Truth be told, I have had people call me wondering if their fiscal sponsor has done something wrong because they have nothing in writing. Sometimes they share with me that they can’t get the fiscal sponsor to provide any financial reports, or even return a call. These cases are rare, but they do occur and they hurt the entire field of fiscal sponsorship. The nature of our work leads us to enter into both personal and professional relationship with our projects. As a fiscal sponsor, our work enables our projects to go out into the world and bring their passions to life. We enter into legally binding agreements, we vouch for each other, we trust one another, and we expect to get as much as we give.

Ultimately fiscal sponsors are responsible for the money of the projects they manage. Projects feel responsible for that money, too; they are the ones that raised it, so they expect to see that money work for them. Projects trust the fiscal sponsor will manage their money correctly. Funders want to know that a fiscal sponsor will provide the critical infrastructure, making their grants to a project less risky than a grant to a newly formed charity. Fiscal sponsors that mismanage money endanger the entire field. Fiscal sponsors understand that our work enables a greater good. This is not to say that fiscal sponsors are perfect, but fiscal sponsors can do the right thing by working with their projects to rectify and resolve contention.
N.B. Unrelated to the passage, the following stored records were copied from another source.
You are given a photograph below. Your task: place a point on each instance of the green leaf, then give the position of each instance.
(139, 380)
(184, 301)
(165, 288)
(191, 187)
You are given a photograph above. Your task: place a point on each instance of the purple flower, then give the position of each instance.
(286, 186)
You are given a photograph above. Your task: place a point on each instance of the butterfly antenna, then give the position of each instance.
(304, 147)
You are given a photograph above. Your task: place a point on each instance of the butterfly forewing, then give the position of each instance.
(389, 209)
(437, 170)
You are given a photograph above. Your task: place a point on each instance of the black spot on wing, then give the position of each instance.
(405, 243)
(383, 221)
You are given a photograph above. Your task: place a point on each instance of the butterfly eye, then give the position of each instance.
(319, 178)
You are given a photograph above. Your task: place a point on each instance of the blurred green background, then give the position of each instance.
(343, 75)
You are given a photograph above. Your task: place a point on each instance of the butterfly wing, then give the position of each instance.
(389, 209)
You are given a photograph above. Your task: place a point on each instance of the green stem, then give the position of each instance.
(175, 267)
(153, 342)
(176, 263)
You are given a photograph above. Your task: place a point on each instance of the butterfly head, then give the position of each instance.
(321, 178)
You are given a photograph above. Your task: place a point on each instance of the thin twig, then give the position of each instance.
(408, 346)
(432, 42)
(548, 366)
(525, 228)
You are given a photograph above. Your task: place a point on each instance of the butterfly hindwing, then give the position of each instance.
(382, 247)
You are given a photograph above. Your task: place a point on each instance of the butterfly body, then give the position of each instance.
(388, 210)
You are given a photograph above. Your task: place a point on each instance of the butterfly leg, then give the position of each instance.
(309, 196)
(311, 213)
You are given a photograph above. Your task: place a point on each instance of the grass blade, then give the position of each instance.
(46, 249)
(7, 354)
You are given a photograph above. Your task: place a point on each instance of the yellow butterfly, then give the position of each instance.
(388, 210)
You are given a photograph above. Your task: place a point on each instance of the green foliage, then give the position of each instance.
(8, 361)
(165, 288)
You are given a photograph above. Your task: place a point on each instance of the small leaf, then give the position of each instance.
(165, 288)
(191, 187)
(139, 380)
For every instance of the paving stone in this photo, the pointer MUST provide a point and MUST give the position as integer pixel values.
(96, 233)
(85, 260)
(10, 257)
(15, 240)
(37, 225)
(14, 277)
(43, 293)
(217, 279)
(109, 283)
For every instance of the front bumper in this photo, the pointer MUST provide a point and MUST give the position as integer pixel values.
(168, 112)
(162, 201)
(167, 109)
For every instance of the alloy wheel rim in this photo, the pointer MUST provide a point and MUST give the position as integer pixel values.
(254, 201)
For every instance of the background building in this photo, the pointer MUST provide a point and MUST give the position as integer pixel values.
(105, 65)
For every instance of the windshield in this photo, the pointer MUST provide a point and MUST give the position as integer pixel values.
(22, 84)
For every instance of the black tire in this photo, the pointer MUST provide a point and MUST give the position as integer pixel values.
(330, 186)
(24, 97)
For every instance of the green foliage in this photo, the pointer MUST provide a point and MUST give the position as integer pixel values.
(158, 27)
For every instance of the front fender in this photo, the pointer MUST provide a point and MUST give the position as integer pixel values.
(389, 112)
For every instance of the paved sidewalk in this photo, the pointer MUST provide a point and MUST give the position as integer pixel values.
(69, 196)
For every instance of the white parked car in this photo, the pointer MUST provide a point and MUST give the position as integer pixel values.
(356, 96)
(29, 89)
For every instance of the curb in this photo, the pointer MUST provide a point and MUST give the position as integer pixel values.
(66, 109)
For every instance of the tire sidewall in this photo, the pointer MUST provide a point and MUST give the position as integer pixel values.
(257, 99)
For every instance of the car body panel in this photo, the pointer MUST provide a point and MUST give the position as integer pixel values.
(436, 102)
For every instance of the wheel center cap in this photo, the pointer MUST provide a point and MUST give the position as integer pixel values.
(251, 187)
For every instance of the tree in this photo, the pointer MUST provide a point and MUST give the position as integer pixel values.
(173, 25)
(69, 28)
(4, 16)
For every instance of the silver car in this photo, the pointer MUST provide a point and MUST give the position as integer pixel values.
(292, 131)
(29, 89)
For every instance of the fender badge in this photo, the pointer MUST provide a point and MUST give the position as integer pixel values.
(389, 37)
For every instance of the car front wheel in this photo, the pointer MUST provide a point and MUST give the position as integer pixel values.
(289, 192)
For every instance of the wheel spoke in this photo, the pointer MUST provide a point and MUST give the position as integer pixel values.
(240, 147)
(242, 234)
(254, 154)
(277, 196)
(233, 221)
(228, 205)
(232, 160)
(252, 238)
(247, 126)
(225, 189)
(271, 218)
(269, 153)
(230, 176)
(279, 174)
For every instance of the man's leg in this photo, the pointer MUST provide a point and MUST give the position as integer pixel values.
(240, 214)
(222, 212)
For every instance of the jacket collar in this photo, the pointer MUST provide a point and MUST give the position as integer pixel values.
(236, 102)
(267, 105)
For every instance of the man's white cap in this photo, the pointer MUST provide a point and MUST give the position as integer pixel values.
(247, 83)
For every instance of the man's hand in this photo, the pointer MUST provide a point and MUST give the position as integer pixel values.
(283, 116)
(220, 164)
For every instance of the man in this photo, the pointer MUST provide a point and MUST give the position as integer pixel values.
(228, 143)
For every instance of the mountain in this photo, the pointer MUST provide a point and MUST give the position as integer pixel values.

The National Network of Fiscal Sponsors, of which Tides is a member, is working to finalize “best practices” for fiscal sponsors. The NNFS hopes to provide some guidance on operational questions that have been asked by emerging and existing fiscal sponsors, and it arranges events and gatherings for fiscal sponsors, by fiscal sponsors. I hope we can become part of the solution, not only in supporting better fiscal sponsorship practices but also in turning the negative assumptions about fiscal sponsorship into positive ones. Fiscal sponsors can learn how to practice our craft better by exchanging ideas and engaging in understanding the practice. There are a lot of ways to practice fiscal sponsorship. The field has much to learn, but with a positive effort and honesty we can make this field all the more reputable for the projects we serve as well as the foundations and individuals that support them.